Buildings as Systems: A Discussion of the Compatibility of Materials
Some time ago I wrote a column that was an unabashed indictment of elastomeric plasters. It provoked a great deal of response. Most fell into the category of "what do we do now?" from folks who have already used the stuff, discovered its inherent flaws and would like to get rid of it. (That's really a tough one since it is very labor intensive to remove, and you don't really want to leave it in place and install a whole new system on top.) There were also a few responses that vehemently disagreed with my assessment. Those were, for the most part, from people with a vested interest in elastomerics -- namely the manufacturers, suppliers and contractors who push the material. I believe this may be a good time to broaden the argument a little to place the role of plasters, and the other parts of a building, in context.

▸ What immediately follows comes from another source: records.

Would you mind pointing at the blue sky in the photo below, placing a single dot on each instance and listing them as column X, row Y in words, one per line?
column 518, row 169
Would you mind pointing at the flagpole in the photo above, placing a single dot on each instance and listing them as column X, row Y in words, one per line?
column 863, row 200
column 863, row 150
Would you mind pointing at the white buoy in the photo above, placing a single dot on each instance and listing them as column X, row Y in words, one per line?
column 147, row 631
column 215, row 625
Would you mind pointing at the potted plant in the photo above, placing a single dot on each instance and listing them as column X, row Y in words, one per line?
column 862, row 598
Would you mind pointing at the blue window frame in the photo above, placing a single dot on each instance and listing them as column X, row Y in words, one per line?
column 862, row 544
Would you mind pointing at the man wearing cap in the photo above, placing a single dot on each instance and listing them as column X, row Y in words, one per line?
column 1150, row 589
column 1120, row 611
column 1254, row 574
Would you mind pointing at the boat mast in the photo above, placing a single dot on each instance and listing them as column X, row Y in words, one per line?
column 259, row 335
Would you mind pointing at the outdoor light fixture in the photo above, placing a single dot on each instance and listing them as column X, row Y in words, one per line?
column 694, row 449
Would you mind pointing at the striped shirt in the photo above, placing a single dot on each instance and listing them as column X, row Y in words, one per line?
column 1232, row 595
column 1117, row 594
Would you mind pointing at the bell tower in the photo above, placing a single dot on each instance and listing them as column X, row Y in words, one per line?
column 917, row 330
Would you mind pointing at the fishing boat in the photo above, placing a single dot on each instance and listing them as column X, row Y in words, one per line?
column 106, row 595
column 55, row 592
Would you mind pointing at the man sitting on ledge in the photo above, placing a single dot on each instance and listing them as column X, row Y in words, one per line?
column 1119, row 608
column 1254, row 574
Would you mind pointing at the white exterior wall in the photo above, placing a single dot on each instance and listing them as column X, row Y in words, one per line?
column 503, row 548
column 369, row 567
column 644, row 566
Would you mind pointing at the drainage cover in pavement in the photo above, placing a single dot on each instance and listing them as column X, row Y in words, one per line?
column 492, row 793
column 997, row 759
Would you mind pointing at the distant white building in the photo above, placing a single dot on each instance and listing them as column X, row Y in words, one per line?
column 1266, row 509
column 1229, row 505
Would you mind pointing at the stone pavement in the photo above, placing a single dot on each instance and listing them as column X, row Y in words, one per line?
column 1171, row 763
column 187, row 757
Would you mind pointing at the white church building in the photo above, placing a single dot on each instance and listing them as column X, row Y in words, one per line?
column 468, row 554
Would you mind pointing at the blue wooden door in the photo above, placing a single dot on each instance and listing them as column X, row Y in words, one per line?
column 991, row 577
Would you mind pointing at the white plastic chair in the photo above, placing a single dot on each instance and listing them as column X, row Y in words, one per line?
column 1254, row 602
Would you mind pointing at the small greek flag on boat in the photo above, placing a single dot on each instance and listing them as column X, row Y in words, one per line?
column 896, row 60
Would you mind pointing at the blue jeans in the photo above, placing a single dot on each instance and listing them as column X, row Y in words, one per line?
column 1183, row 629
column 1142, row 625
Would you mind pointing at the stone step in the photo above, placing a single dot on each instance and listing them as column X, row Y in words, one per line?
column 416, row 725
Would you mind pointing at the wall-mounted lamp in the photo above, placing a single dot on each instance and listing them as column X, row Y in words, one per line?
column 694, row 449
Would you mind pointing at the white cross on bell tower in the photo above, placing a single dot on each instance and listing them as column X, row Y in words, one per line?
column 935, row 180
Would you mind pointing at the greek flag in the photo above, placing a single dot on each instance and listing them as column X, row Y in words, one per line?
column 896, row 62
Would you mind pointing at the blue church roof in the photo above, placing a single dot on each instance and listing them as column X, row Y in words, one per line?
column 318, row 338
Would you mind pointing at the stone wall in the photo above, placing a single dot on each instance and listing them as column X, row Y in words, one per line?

Buildings, regardless of the materials used in their construction, are comprised of various components, which are interlocked mechanically and interrelated functionally. The roof for example, is attached to the walls in such a manner as to allow the latter to provide support and the former to provide protection. One is non-functional without the other. It is important, then, when designing new buildings or repairing older ones that wall and roof be viewed as two elements of one system. All other components of a building including floors, windows, doors, portals, plasters, paints, etc., relate to one another as well. Key to the successful functioning of this system is the compatibility of the materials used in their construction, and by extension, their repair.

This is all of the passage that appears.